Now there is also the (unfashionable) idea that folks who can’t make up their minds or be arsed to go out and vote (about 30% of the electorate here) shouldn’t really be encouraged to do so. A guy at my Uni in 73 ran for president under the name of Aaron Aardvark III, on the basis that the undecided will usually tick the first box. I don’t need a race to the top of the alphabet helping decide which particular bastards are put in charge of my life, ta.
And this time, with the slew of unpopular folks vying for top job, it might have been a good idea, had the voters known they could have expressed their disdain by putting their cross in a box designed to say A plague on both (or all) your houses. I know returning officers do give the number of spoilt papers, but only some distinguish between unclear, blank and abusive message types of spoilage.

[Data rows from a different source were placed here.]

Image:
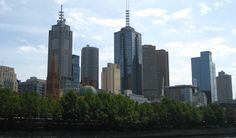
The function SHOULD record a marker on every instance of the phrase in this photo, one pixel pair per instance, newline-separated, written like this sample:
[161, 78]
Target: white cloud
[97, 37]
[182, 14]
[218, 5]
[150, 12]
[212, 28]
[234, 31]
[116, 23]
[204, 9]
[4, 7]
[192, 49]
[60, 1]
[33, 49]
[159, 22]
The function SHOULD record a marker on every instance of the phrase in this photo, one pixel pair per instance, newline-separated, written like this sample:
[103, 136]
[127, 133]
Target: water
[93, 134]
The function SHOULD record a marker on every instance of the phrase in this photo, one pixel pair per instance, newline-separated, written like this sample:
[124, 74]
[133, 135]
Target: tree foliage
[105, 109]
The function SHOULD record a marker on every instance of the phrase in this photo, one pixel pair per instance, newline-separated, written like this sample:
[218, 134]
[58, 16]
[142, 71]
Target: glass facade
[203, 75]
[75, 71]
[89, 66]
[128, 54]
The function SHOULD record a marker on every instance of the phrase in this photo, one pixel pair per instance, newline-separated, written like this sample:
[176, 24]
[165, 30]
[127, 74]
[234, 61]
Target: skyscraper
[89, 66]
[155, 72]
[224, 88]
[204, 76]
[111, 78]
[60, 46]
[8, 78]
[75, 71]
[128, 54]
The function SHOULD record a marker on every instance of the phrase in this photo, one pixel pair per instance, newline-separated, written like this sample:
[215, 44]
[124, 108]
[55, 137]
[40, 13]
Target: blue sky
[182, 27]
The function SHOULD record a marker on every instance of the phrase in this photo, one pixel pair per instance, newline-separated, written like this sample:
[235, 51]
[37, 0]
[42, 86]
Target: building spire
[61, 16]
[127, 13]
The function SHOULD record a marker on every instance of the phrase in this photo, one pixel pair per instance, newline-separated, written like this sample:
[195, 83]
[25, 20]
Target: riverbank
[203, 132]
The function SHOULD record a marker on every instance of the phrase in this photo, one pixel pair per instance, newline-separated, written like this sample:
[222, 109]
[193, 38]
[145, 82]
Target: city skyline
[183, 29]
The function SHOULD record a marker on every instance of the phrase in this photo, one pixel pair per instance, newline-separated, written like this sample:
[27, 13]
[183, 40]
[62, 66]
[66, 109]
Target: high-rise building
[33, 85]
[8, 78]
[52, 89]
[155, 72]
[128, 54]
[204, 76]
[75, 71]
[224, 88]
[89, 66]
[60, 46]
[111, 78]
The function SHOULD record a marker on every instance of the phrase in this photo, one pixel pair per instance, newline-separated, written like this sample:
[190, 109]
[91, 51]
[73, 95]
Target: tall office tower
[33, 85]
[128, 54]
[224, 88]
[111, 78]
[53, 89]
[8, 78]
[75, 71]
[60, 45]
[155, 72]
[89, 66]
[204, 76]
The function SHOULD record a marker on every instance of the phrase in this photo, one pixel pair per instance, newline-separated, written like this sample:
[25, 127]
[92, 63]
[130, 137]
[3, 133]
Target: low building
[8, 78]
[135, 97]
[33, 85]
[186, 93]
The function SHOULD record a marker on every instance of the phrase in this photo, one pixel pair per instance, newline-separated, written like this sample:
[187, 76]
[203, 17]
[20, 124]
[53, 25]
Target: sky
[182, 27]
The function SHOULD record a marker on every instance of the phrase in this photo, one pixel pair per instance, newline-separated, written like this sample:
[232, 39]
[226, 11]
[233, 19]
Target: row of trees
[105, 109]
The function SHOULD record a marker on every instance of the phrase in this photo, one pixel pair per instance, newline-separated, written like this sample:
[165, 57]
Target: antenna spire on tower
[61, 15]
[127, 13]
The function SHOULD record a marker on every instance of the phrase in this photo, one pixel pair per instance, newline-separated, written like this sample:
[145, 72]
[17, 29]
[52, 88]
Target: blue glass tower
[75, 71]
[204, 75]
[128, 54]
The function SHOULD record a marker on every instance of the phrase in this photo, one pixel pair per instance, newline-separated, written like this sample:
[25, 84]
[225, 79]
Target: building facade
[8, 78]
[128, 54]
[75, 71]
[155, 72]
[186, 93]
[60, 52]
[111, 78]
[224, 88]
[33, 85]
[204, 76]
[90, 66]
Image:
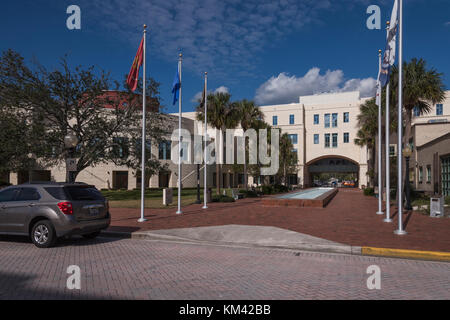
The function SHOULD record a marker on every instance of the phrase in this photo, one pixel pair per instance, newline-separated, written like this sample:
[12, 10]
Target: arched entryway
[333, 170]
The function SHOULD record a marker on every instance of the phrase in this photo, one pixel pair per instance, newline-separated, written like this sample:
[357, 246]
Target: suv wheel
[43, 234]
[91, 235]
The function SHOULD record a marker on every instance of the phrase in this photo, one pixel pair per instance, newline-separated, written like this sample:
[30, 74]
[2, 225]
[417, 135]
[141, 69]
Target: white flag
[389, 53]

But only on Friday did the light bulb come on.
Why not found the NOTA (None of The Above) Party? For only £500 in any constituency, one can have a box on the paper which folks can use to say (though not say exactly why) they don’t want any of these bozos, thank you very much. I want no government at all, others might want a government, but not one chosen from this shower of shite (depending on constituency).
It would be intriguing to see how many responded. Currently spoiled papers run to tens, but if people knew their dissatisfaction would register in some way, would even some of the absentees drag themselves to the nearest polling station?
Now, we wouldn’t be expecting to take any seats, but even a few hundred NOTA votas in a constituency would make it that bit harder for the winner (or loser) to claim to speak for all.
Having said all that, what if it really hits a nerve and we do get an MP or two? And then win the next time round?
Oh dear. Maybe we need to come up with some broad policies in case we do get in? But then wouldn’t there need to be a NETI (Not Even Those Idiots) Party for those who …
File under, good idea — needs more thought.